Pétitions ou dramaturgie, Gustave Akakpo ne craint pas le syndrome de la page blanche. Tant d’idées fourmillent qu’il lui faudrait davantage éliminer les surplus que de presser les neurones pour trouver une lumière supplémentaire. Lorsque lui vint l’envie d’écrire sur les mythes, il commença par faire un pas de côté. Toujours faire un pas de côté. Depuis Paris où il vit, il posa un pied à Kourou, Guyane française. Un autre à Ziguinchor, Sénégal. Il aurait bien mis un pied à Winnipeg, Manitoba – Canada, mais là, il tomba sur un os nommé absence de visa. Tiens, tiens, il n’y a pas qu’en Europe que la frousse effarouche. Pourquoi ces trois lieux, enclavés ?
Ces trois territoires connurent des temps anciens maudits et sanglants scarifiés dans la peau des jeunes générations. Territoires de moult tribus, peuplades et ethnies ; territoires empoignés par le Blanc conquérant et colonisateur ; territoires vidés de leurs enfants expédiés dans des écoles ou pensionnats censés purifier leurs âmes des cultures ancestrales étiquetées sataniques...

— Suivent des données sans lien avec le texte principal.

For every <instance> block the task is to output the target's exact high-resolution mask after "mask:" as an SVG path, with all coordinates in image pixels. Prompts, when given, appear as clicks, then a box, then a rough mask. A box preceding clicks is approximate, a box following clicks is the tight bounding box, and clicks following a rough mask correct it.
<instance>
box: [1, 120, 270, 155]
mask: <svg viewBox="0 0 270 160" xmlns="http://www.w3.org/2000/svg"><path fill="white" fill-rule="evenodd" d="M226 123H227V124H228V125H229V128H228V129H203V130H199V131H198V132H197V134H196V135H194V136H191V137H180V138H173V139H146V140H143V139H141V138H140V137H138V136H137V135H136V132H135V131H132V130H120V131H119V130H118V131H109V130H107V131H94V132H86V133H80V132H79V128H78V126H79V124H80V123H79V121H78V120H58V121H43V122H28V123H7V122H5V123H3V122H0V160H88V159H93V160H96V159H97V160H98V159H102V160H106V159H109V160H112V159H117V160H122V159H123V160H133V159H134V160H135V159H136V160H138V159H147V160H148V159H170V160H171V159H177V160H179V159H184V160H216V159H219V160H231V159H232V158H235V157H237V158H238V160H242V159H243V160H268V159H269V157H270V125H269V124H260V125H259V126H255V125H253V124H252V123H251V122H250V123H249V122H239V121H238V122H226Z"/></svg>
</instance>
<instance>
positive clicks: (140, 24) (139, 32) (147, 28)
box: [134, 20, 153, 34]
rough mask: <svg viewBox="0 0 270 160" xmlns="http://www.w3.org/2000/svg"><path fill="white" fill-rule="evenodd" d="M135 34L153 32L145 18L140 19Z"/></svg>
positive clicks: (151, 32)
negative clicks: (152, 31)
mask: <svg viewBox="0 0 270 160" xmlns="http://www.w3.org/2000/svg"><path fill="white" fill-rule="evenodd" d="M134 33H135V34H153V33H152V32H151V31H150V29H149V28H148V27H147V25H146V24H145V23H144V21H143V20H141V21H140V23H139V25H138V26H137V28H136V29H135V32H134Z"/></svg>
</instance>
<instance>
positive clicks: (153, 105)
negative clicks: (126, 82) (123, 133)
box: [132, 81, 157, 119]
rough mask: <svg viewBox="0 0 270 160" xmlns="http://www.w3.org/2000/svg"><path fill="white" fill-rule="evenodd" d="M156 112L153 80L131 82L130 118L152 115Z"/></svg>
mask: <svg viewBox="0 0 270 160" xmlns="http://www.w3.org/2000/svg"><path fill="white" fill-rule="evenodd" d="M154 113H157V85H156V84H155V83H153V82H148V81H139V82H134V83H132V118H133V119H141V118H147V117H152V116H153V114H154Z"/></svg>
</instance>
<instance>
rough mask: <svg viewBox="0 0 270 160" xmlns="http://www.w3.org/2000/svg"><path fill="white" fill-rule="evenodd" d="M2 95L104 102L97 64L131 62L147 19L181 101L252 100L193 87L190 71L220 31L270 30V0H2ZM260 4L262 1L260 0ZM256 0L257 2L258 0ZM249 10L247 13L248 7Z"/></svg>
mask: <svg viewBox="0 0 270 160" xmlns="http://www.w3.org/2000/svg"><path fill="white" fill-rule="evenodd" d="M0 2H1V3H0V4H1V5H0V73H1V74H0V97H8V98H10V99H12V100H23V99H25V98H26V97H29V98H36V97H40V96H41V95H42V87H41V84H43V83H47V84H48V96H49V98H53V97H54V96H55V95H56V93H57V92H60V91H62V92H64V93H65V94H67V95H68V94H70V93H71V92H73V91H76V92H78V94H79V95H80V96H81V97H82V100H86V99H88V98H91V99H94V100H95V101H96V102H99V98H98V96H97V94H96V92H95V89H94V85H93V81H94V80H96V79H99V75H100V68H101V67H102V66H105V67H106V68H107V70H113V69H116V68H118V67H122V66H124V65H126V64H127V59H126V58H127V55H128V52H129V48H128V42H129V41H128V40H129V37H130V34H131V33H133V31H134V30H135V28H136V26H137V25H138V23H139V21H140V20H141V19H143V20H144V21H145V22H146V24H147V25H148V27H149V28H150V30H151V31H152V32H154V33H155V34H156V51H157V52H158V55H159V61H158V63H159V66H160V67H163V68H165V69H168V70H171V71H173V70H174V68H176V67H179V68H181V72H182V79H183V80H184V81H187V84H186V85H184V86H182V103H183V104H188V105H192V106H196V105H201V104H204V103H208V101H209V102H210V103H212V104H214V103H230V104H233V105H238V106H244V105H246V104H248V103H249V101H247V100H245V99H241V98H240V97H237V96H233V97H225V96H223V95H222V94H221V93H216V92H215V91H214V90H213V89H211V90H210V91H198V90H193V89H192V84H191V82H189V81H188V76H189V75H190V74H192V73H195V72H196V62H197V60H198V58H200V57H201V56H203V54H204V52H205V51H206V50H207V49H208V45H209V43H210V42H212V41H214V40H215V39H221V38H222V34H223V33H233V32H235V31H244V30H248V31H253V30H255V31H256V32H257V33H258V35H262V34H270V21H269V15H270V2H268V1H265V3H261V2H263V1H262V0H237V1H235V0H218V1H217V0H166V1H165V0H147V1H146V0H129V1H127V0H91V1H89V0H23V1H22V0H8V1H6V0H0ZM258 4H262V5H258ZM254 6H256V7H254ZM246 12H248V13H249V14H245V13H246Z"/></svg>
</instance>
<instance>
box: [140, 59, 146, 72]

De la découverte de ces antipodes, le dramaturge a tiré On marronne ? L’histoire de jeunes évangélistes, de diverses origines, préparant « une croisade », à savoir une vaste opération d’évangélisation. Alors que leur religion commune constitue un socle unificateur, ils se rendent compte que le socle est fêlé. On ne se sépare pas sur ordre de ce qui nous constitue et de ce qui façonne les générations qui nous ont précédées. Sénégalais, Guyanais ou autochtones canadiens n’éliminent pas d’un coup de baguette magique les rituels, les contes et leur cosmogonie. La religion des colons blancs ne reste qu’un vernis qui ne demande qu’à s’écailler. Et si, ces mythes facilitaient, aussi, la lecture de l’actualité ou de faits scientifiques ? Gustave Akakpo le croit. Suivez-le, son chemin est sinueux, mais il sait où il va... Heureusement, se perdre entre Ziguinchor, Winnipeg et Kourou éloignerait de Limoges.